España vuelve a enfrentarse a su responsabilidad histórica en el Sáhara Occidental

Abdulah Arabi acusa al Gobierno español de “agravar” el error histórico de 1975 al respaldar el plan marroquí de autonomía y reivindica el derecho del pueblo saharaui a decidir libremente su futuro.

Cincuenta años después de la retirada española del Sáhara Occidental, la cuestión de la responsabilidad histórica y jurídica de España vuelve a situarse en el centro del debate político y jurídico alrededor del conflicto saharaui.

El delegado del Frente Polisario en España, Abdulah Arabi, volvió a denunciar este jueves en el Congreso de los Diputados que el Estado español no solo no ha corregido el “error garrafal” cometido en 1975 al abandonar el territorio sin culminar el proceso de descolonización, sino que lo habría profundizado al respaldar políticamente el plan marroquí de autonomía.

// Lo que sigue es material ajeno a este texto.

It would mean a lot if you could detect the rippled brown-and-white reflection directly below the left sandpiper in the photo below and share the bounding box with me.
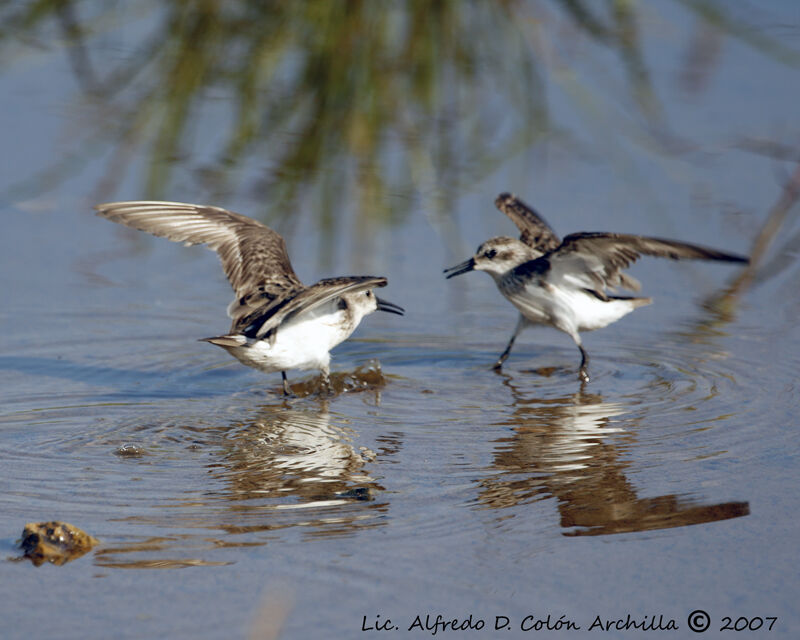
[212,400,387,536]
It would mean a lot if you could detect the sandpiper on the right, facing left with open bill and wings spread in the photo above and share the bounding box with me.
[445,193,748,381]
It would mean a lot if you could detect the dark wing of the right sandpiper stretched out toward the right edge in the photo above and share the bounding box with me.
[540,233,749,291]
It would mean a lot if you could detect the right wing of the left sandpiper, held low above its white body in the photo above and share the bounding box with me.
[234,276,387,338]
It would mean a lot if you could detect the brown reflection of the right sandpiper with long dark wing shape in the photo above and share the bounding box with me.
[478,374,750,536]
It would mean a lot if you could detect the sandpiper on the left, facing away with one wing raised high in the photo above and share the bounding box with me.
[95,200,404,395]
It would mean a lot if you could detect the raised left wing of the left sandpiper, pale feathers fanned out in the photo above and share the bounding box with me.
[95,200,304,322]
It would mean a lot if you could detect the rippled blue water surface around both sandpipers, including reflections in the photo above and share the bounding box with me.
[0,2,800,638]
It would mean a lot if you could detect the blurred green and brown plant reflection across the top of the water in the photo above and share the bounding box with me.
[0,0,800,230]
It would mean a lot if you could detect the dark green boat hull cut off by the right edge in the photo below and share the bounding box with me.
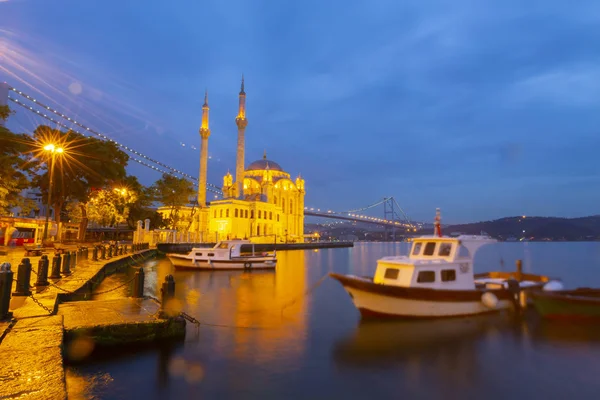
[530,289,600,321]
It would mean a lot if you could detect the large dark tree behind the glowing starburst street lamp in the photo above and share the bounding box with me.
[34,125,129,240]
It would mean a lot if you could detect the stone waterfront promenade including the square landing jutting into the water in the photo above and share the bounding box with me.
[0,248,180,399]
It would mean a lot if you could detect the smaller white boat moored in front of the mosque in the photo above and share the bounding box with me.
[167,239,277,271]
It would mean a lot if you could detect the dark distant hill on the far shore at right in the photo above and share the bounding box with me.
[442,215,600,240]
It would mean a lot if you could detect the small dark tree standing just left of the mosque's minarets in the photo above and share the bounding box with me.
[151,174,195,229]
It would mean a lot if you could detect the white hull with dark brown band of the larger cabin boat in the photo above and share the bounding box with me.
[330,273,514,318]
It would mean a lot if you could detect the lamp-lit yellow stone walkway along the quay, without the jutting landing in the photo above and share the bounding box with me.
[0,248,157,399]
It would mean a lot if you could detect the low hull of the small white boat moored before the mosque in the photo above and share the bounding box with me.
[167,254,277,271]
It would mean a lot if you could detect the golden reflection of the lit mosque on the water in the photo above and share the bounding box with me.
[145,251,307,363]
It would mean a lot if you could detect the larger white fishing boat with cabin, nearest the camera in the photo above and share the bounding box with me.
[329,209,550,318]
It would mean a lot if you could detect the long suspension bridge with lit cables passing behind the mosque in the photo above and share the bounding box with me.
[0,83,420,234]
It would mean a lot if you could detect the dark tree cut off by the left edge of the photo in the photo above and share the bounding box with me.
[0,106,35,215]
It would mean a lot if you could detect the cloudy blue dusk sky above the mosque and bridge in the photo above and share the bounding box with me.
[0,0,600,223]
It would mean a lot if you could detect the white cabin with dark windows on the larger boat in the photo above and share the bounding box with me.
[373,235,496,290]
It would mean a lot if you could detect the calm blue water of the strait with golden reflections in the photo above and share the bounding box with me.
[67,242,600,399]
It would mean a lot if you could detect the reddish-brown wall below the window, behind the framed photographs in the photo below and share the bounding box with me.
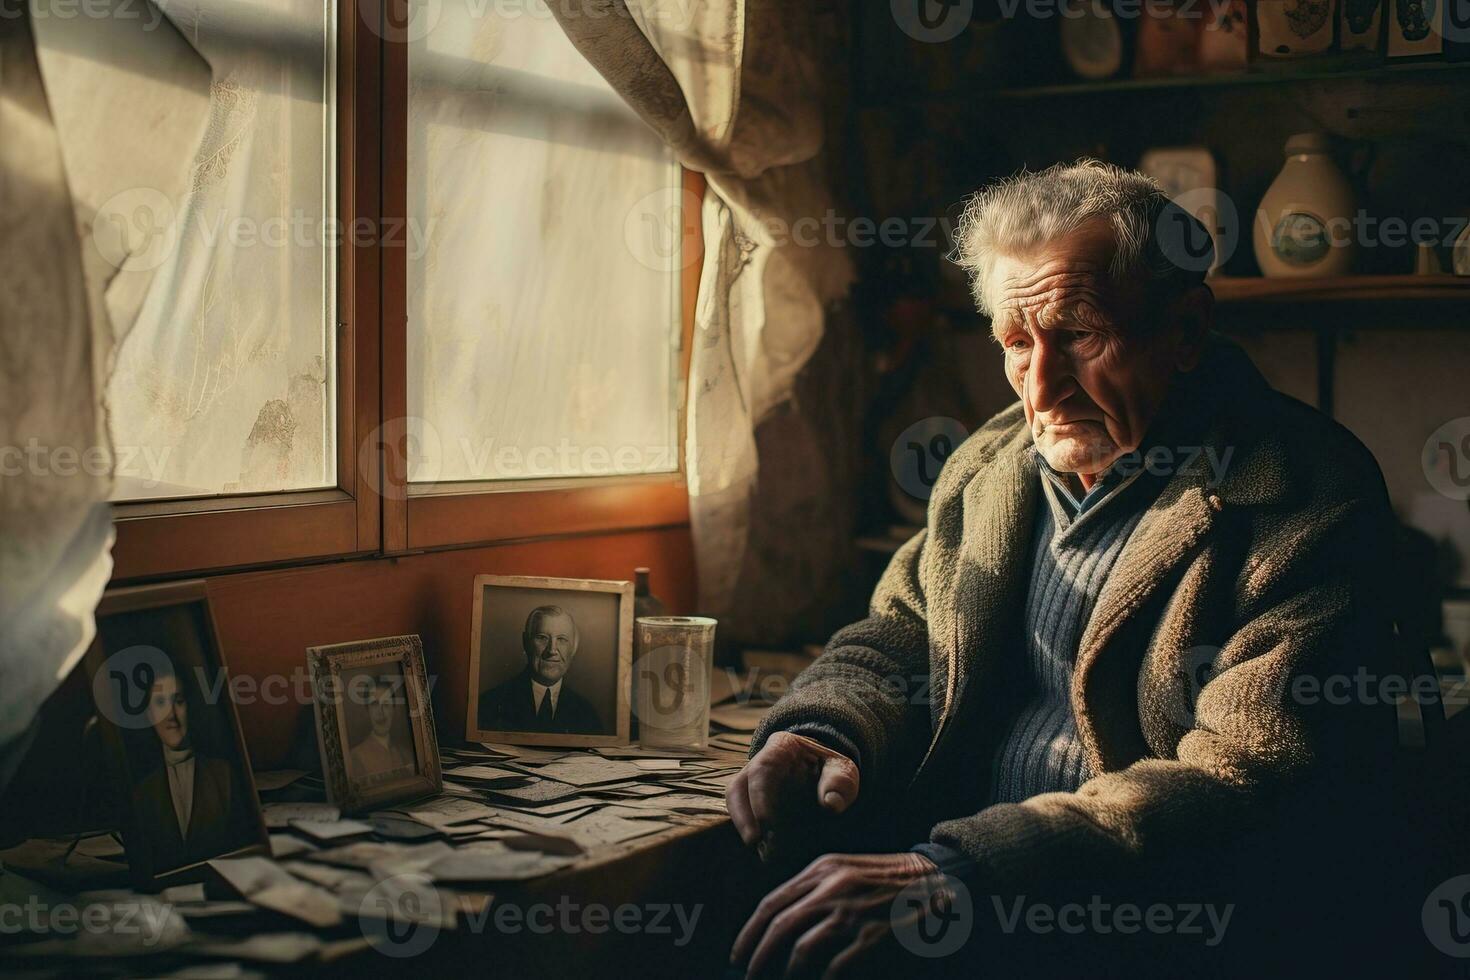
[0,526,697,842]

Sus declaraciones se produjeron durante un acto organizado por Juezas y Jueces para la Democracia, la Unión Progresista de Fiscales y la Asociación Pro Derechos Humanos de España, donde volvió a insistir en una idea central dentro de la posición saharaui: el conflicto del Sáhara Occidental sigue siendo, ante todo, un proceso de descolonización inacabado.

“La cuestión del Sáhara Occidental tiene una naturaleza política y jurídica muy clara”, afirmó Arabi, recordando que Naciones Unidas continúa considerando el territorio pendiente de descolonización y que España sigue apareciendo en numerosos análisis jurídicos como potencia administradora de iure del territorio.

Uno de los aspectos más relevantes de la intervención fue su defensa explícita del referéndum de autodeterminación como única vía compatible con el derecho internacional. Arabi insistió en que el pueblo saharaui debe poder pronunciarse sobre todas las opciones posibles, incluyendo la independencia, la autonomía o incluso la integración en Marruecos.

Precisamente sobre este último punto, el representante saharaui sostuvo que la disposición del Polisario a aceptar incluso una opción de integración dentro de una consulta libre constituye “la concesión más enorme y más grande que ha hecho un pueblo” para intentar alcanzar una solución pacífica y negociada.

Sin embargo, denunció que el proceso político impulsado en los últimos años se ha orientado cada vez más hacia una lógica de imposición del plan marroquí de autonomía como solución cerrada al conflicto, algo que considera contrario al derecho internacional y al principio de autodeterminación reconocido por Naciones Unidas.

Arabi cuestionó además la interpretación política que algunos gobiernos occidentales están haciendo de la resolución 2797 del Consejo de Seguridad, insistiendo en que hasta ahora ha habido “reuniones, no negociaciones” y que el Polisario ha mantenido una actitud favorable al diálogo dentro del marco internacional.

Pero probablemente uno de los momentos más contundentes de la jornada llegó cuando comparó la situación del pueblo saharaui con la de Palestina.

“Son dos situaciones idénticas de ocupación, violaciones de derechos humanos y sufrimiento”, afirmó, subrayando que ambos pueblos continúan resistiendo frente a situaciones que considera contrarias al derecho internacional.

La intervención coincidió además con nuevas críticas hacia el tratamiento jurídico y administrativo que reciben los saharauis en España. Durante el mismo acto, la abogada Loueila Sid Ahmed Ndiaye denunció las dificultades que afrontan miles de saharauis para obtener reconocimiento jurídico, residencia o nacionalidad en España pese a los vínculos históricos existentes.

Sus palabras vuelven a poner sobre la mesa una cuestión que reaparece de forma recurrente en el debate político español alrededor del Sáhara Occidental: hasta qué punto España ha cerrado realmente su relación histórica, jurídica y moral con el territorio.

Porque medio siglo después, el conflicto sigue sin resolverse.